Time flies when you’re busy, and boy have we been busy with the Construction class. Through all our classes at CMU West, we are supposed to keep track of our hours spent on school, and I noticed that with Construction my average hours spent per week is usually around 25 hours and above, which is significantly more than the usual 10-15 hours I spent on school. However, I attribute this to the fact that I thoroughly enjoy what I do in this class, and that I am a perfectionist trying to make a product that has production-level quality.
What we have done so far is to develop a social-networking based Movie Recommendation website built on top of Ruby on Rails. Fully embracing the SCRUM development process, we have developed a fully-functional website that allows you to register, look up movie information, make movie recommendation, pull up showtimes and theater information and even purchase tickets in four sprints. While we are lagging behind a bit with writing our functional and integration tests, we have practiced the majority of the SCRUM process including stand-up meetings, story points, sprints and backlog items.
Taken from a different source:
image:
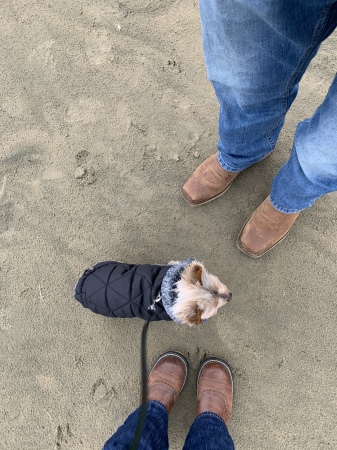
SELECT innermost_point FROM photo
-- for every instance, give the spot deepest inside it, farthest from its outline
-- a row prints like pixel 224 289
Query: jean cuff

Fully-embracing the Model-View-Controller paradigm of Rails, we have also developed views for the same functionality for the phone, so you can do all that jazz on your WAP-enabled phone now as well. Now, it’s amazing that our team of only three people was able to pull this off in just four weeks, and we have to thank Ruby on Rails for that.
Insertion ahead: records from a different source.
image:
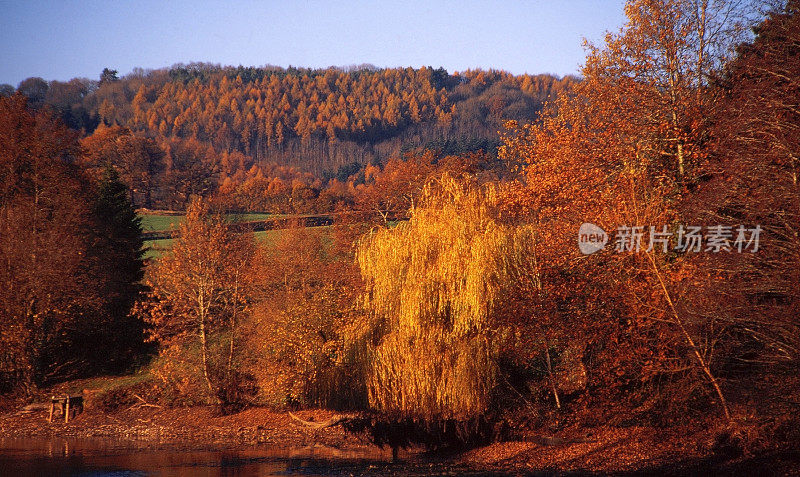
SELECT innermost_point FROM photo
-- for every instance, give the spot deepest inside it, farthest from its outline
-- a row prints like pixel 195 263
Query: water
pixel 108 458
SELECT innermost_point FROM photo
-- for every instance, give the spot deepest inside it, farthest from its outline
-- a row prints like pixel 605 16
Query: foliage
pixel 432 284
pixel 200 291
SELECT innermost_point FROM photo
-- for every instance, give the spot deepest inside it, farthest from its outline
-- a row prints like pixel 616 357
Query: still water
pixel 101 458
As a developer who has always had an interest and expertise in web development, I have an appreciation for Ruby on Rails. Its superb database-support via ActiveRecord and superfast development via the MVC model and customizable scaffolding support as well as pretty cool
I find myself learning a lot about Rails, and am almost done with reading our book on Rails cover-to-cover (even though that’s not even required). It turns out that the hardest part about learning Rails was the complicated setup and knowing all the conventions. As a person who is used to simple one-stop-installations in Windows, I found the installation, configuration and deployment of Rails to be rather complicated: installing Ruby, MySql, Java, NetBeans, Mongrel, FastCGI, environment.rb, so it helps that our adjunct professor is a Rails enthusiast and a real Vice President of Engineering at this company that is sold on Rails. Once our team had the basic Hello World going, adding new functionality was a breeze, provided that we know all the Rails convention, so now we are speedily cranking up new features like there’s no tomorrow.